Era apenas para ser mais uma coletânea de novos artistas, nos moldes de muitos discos americanos, mas Tropicália – Ou Panis et Circencis (1968) virou do avesso o conceito de álbum coletivo e, mais ainda, o jeito de se produzir música popular no Brasil. Reunião de talentos em erupção – Caetano Veloso, Gilberto Gil, Mutantes, Tom Zé, Gal Costa, o poeta Torquato Neto, mais a convidada Nara Leão -, regidos por um arranjador (Rogério Duprat) e um produtor (Manoel Barenbein) visionários, o disco continua, 42 anos depois a despertar admiração e entusiasmo, influenciando legiões de novos artistas. “É como se tivesse sido feito ontem”, diz o Barenbein.

Nada melhor do que essa bíblia moderna da canção brasileira para inaugurar a Coleção Grande Discoteca Brasileira, que estará à venda aos domingos por R$ 14,90 com o Estadão, a partir de amanhã, até o dia 3 de abril de 2011.

Outros álbuns impecáveis dos 25 títulos da coleção – como Expresso 2222 (Gilberto Gil), A Divina Comédia ou Ando Meio Desligado (Mutantes), Acabou Chorare (Novos Baianos), Fruto Proibido (Rita Lee), Secos & Molhados (o primeiro do grupo), Pérola Negra (Luiz Melodia), Cantar (Gal Costa) – são consequências dele.

“As pessoas se interessam como nunca em ouvir pra discutir, pra saber o que foi feito naquele disco”, diz Barenbein.

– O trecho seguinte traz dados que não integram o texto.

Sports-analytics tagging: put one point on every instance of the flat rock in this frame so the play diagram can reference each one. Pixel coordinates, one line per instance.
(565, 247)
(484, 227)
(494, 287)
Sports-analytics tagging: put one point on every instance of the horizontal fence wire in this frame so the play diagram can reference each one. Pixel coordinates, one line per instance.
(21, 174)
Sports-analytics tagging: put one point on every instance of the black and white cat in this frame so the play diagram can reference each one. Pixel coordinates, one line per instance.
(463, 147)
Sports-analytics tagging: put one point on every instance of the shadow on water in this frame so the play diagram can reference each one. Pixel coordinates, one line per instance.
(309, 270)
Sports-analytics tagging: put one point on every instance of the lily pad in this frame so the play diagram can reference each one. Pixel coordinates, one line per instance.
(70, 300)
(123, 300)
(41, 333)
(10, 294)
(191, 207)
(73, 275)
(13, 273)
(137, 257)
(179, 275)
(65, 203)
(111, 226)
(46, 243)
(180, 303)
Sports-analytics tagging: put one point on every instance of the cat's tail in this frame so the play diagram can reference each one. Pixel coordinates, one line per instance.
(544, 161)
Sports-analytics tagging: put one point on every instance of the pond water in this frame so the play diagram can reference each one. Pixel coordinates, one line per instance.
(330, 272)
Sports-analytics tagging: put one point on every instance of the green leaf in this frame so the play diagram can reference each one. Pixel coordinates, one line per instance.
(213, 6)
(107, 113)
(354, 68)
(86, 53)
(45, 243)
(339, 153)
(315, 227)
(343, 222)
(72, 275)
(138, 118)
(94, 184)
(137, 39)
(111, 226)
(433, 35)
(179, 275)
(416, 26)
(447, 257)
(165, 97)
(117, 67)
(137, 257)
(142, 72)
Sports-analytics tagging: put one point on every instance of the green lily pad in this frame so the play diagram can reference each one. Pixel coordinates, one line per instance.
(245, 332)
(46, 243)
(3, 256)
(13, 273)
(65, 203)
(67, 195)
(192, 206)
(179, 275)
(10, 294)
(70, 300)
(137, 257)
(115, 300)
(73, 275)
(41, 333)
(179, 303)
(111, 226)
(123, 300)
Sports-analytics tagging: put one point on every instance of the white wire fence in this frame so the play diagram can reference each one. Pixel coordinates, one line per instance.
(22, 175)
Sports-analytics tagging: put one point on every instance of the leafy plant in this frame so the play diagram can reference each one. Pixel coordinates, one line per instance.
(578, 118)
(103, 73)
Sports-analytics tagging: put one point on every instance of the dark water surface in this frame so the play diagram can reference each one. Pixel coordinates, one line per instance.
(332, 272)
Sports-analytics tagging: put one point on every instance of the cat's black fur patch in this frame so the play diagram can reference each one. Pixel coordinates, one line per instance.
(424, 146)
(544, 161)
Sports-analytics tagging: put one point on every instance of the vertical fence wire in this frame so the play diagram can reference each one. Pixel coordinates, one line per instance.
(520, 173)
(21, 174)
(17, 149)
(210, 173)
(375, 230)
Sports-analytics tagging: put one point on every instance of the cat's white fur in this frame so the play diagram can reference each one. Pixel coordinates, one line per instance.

Ele é o grande nome por trás dos discos tropicalistas. No mesmo ano de Tropicália ele produziu os primeiros solos de Caetano Veloso, Gal Costa, o dos Mutantes, o segundo de Gil, o álbum tropicalista de Nara Leão e A Banda Tropicalista do Duprat. Seu nome, no entanto está grafado errado nesses e em outros discos por um motivo risível: “Tinha um revisor de textos na gravadora, que não admitia o ‘n’ antes do ‘b’. Então ele corrigia meu sobrenome”, diverte-se o produtor.

Sua reputação já vinha dos ótimos discos dos festivais da TV Record, onde trabalha hoje como produtor musical. Como diretor da Philips (hoje Universal) em São Paulo, seu primeiro feito com Caetano e Gil foi na ocasião em que gravou as históricas Alegria, Alegria e Domingo no Parque, do festival de 1967. “Já conhecia os baianos do Teatro de Arena. Quando a gente sentou para conversar sobre como seriam as gravações, eles começaram a falar em guitarra elétrica, grupo de rock. Eu vinha da RGE, onde trabalhava de um lado com Chico Buarque e outro com Erasmo Carlos. Depois de Beatles, juntar a MPB e o rock era o que eu mais queria, meu sonho. Quando eles vieram com essa história, abracei a ideia no primeiro instante”, lembra.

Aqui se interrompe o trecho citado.